Big Brother is watching.

These anecdotes tend to reinforce Western reservations about China, making people wonder what it would be like to live there.

But the issue at hand is neither about whether Chinese like being surveilled or approve of neighbors spying on neighbors. Nor is it about whether we who live outside China approve of its society.

The reality exposed by the virus is that China can’t be isolated forever. It’s a house too big to quarantine. The world economy can’t afford to stand still. Business must go on.

Our Chinese colleagues are now conducting a survey among more than a dozen companies in the electronics industry with offices in China.

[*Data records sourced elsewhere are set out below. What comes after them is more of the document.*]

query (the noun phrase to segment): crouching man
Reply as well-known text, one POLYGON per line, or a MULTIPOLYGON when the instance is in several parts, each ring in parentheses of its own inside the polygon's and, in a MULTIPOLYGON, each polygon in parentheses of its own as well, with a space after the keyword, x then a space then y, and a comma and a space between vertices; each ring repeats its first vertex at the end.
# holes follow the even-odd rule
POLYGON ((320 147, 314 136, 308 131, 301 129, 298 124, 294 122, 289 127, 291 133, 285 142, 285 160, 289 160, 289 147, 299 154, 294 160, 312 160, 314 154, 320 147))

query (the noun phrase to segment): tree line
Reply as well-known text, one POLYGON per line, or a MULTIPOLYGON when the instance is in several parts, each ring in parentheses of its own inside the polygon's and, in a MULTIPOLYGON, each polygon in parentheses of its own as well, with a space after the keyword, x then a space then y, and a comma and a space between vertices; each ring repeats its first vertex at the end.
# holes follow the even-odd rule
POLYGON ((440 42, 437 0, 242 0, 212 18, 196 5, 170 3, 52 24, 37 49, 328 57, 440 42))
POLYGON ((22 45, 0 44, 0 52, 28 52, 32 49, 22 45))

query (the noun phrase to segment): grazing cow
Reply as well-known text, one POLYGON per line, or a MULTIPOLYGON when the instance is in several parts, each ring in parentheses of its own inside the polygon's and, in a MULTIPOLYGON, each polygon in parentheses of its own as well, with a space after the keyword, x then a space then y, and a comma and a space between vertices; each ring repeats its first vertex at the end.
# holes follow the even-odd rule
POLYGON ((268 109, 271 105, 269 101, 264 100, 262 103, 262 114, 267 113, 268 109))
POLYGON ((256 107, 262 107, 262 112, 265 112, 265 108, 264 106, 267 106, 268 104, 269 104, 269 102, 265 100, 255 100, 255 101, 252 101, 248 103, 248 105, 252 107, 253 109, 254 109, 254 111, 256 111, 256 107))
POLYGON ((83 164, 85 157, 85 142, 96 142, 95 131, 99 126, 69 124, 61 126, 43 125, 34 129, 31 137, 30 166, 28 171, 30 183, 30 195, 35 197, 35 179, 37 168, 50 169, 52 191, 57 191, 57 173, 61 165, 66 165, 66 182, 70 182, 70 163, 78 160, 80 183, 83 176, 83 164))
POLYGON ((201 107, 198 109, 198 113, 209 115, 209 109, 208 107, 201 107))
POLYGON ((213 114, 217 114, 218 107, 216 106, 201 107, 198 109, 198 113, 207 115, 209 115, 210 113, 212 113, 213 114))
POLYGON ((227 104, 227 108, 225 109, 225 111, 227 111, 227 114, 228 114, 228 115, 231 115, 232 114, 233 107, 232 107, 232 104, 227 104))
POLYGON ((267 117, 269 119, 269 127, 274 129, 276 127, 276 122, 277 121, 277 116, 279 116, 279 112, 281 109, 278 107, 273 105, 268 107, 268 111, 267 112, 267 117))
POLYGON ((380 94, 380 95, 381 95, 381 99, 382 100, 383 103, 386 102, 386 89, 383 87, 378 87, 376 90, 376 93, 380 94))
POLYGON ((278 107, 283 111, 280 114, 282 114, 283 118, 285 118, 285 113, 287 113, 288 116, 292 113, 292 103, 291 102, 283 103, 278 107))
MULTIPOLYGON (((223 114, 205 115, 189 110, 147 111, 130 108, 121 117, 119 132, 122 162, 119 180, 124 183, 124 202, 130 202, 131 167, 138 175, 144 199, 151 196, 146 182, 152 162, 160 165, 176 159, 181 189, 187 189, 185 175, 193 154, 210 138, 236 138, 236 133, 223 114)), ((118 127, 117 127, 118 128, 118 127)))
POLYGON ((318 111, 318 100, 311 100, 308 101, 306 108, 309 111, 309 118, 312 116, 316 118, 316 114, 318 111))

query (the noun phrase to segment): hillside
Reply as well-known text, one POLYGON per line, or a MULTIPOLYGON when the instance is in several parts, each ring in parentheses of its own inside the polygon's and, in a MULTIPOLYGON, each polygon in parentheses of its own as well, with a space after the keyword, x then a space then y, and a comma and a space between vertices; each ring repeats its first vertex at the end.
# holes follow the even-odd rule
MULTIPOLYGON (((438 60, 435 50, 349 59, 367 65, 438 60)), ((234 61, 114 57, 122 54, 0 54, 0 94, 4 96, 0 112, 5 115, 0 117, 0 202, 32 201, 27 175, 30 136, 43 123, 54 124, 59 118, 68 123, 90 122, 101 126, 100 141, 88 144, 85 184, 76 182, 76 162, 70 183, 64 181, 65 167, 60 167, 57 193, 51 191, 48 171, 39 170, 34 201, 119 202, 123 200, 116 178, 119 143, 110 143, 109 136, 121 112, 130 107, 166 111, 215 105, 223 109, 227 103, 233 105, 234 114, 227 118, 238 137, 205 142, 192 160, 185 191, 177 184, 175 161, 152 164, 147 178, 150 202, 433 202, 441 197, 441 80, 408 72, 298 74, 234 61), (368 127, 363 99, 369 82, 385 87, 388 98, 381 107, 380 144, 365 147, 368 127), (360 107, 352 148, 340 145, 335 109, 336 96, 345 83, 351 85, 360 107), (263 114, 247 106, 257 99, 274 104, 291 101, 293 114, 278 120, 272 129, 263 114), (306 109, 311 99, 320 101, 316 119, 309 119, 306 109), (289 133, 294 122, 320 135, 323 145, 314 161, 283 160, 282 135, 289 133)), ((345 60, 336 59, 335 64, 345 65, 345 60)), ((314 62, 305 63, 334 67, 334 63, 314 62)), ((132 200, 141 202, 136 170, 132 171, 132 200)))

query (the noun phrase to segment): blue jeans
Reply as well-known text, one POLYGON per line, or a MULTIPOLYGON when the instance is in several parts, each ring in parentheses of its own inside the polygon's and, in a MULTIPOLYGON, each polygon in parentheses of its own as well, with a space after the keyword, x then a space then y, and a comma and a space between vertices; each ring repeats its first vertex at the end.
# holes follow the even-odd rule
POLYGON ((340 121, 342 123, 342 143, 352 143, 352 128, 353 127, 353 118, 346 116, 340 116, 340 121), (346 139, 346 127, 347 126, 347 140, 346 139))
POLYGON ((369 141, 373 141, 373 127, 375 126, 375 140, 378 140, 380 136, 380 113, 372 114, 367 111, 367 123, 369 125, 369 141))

Fendy Wang, managing chief analyst of ESM-China, EETimes’ sister publication, sent us an email saying:

The outbreak of the new coronavirus in Wuhan-China has caused a significant impact on the electronics industry chain. In order to further investigate the impact of the epidemic, last week we sent a questionnaire survey to electronics companies. As of now, seven companies have responded. They are Arrow, Digi-key (telephone interview), Mouser, Resistor. Today, Oneyac, iCEasy, and a Chinese fabless-Runshi technology.
In addition, Beijing-based principal analyst Lefeng Shao sent the questionnaire to international chip companies such as TI, NXP, ADI, TE, Onsemi, Renesas and others. Onsemi refused to accept the interview, ADI told us that they would respond next Monday, and the rest of the companies said that they had no time to respond.

Fendy is writing a story as I type my blog.

Our duty as reporters does not include recirculating feel-good stories approved by the Chinese government, or the echoes of those stories that Chinese companies might feel compelled to share. Everyone — inside and outside of China — needs to make decisions, not just about health but also about how to keep the global economy humming. Under any circumstances, incomplete information can lead to bad decisions, and false information tends to move people and companies into the wrong directions.

Finding accurate information and sharing it isn’t just some nebulous principle; it is vital to a functioning economy and a functional society. We will continue to investigate the true impact of this crisis and report on the “work-arounds” that companies around the world are coming up with to keep themselves afloat.

As Bolaji Ojo, publisher of AspenCore Media, which owns EE Times, told me yesterday: “We’re writing history. Let’s get to work.”